Data in Process (Part 1)

Decisions on process data

Simon Zambrovski
Holisticon Consultants

--

© PantheraLeo1359531

Introduction

Control flow and data flow form the essence of business processes expressed in BPMN 2.x. Data is loaded during the execution of service tasks, provided as user input in user tasks and is possibly changed during event correlations. In general, process automation using a process engine relies on data accessible to the process instance to drive the execution. Modern process engines offer an API for access instance-specific data.

But data is not data… I would like to share some thoughts on data modeling, scoping, naming, strategies of loading, serialization and implementation patterns on and around data in Camunda BPM engine. In my opinion it is advisable to think about those questions and make decisions for every process application (or even standardize them over the organization).

For example, Camunda BPM stores the entire instance-specific data inside so-called Process Variables (a key-value pair with variable name as a key and its value as value). Process Variables can be accessed via Java API (provided by the RuntimeService) or using expressions from BPMN model. The variables in Camunda are accessible in different scopes. The top-most scope is global, meaning that the variable is globally accessible and has the same value. An execution (e.g. a branch) defines its own scope and you may choose to set a variable in this local scope only (The concept maps to the concept of local variables in Java).

Process Data Loading Strategies

One of the first questions you should think of is “How much data do I want to load and how often?”. This question addresses data stored and available via some external storage, so we are not speaking about data generated and required by the process only. There are two extremes possible: references only and full.
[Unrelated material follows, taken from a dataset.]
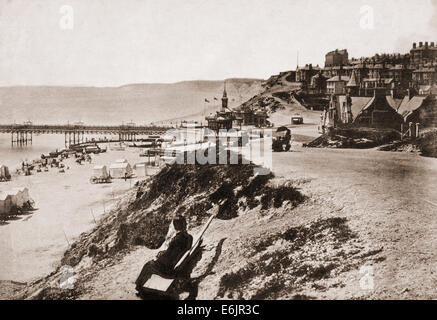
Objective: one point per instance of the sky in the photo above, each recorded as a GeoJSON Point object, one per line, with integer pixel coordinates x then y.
{"type": "Point", "coordinates": [116, 42]}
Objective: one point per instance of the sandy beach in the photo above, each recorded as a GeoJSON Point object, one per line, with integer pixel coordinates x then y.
{"type": "Point", "coordinates": [67, 204]}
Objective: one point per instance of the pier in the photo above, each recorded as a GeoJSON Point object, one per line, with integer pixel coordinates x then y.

If you decide to store references as process variables, you store only (immutable) foreign keys, pointing to some externally stored data records. The main idea of this approach is that your process engine loads data from external source every time it needs it and gets a current version. The footprint of your process variables is small. The disadvantage is, that you need to pre-load data for every single process step, debugging and operation is difficult (since data is not available in Cockpit and is not stored in history). The advantage is that you won’t have any issues with redundancy, synchronization, privacy and other issues resulting from data copying.

The opposite approach is to load all data from external sources and store them in process variables. The main advantage is that the data is available for service delegates, user tasks, operation and debugging. The footprint is large and you the size of history may get into trouble. The synchronization and privacy can be challenging, since you are creating snapshots of the external source and store them.

Finally, you may decide to mix this two approaches. Some data that is not a subject of frequent change may be loaded once and some other data may be loaded every time it is needed. Again, this is fully OK to do so, just make sure you have a clear understanding when to do what.

Process Data Storage Strategies

Independently from loading data from external source, your application needs to store data in Process Variables. This can be done by using either flat or rich variables.

Usage of flat variables means that you store primitive values only. If the data you want to store consists of multiple values, you store it in multiple process variables. Every value is accessible independently from others, but you end up with many process variables.

Usage of rich variables allows to store complex object graphs as process variables. You end up in fewer variables and more semantics in a process payload, but the serialization may become an issue.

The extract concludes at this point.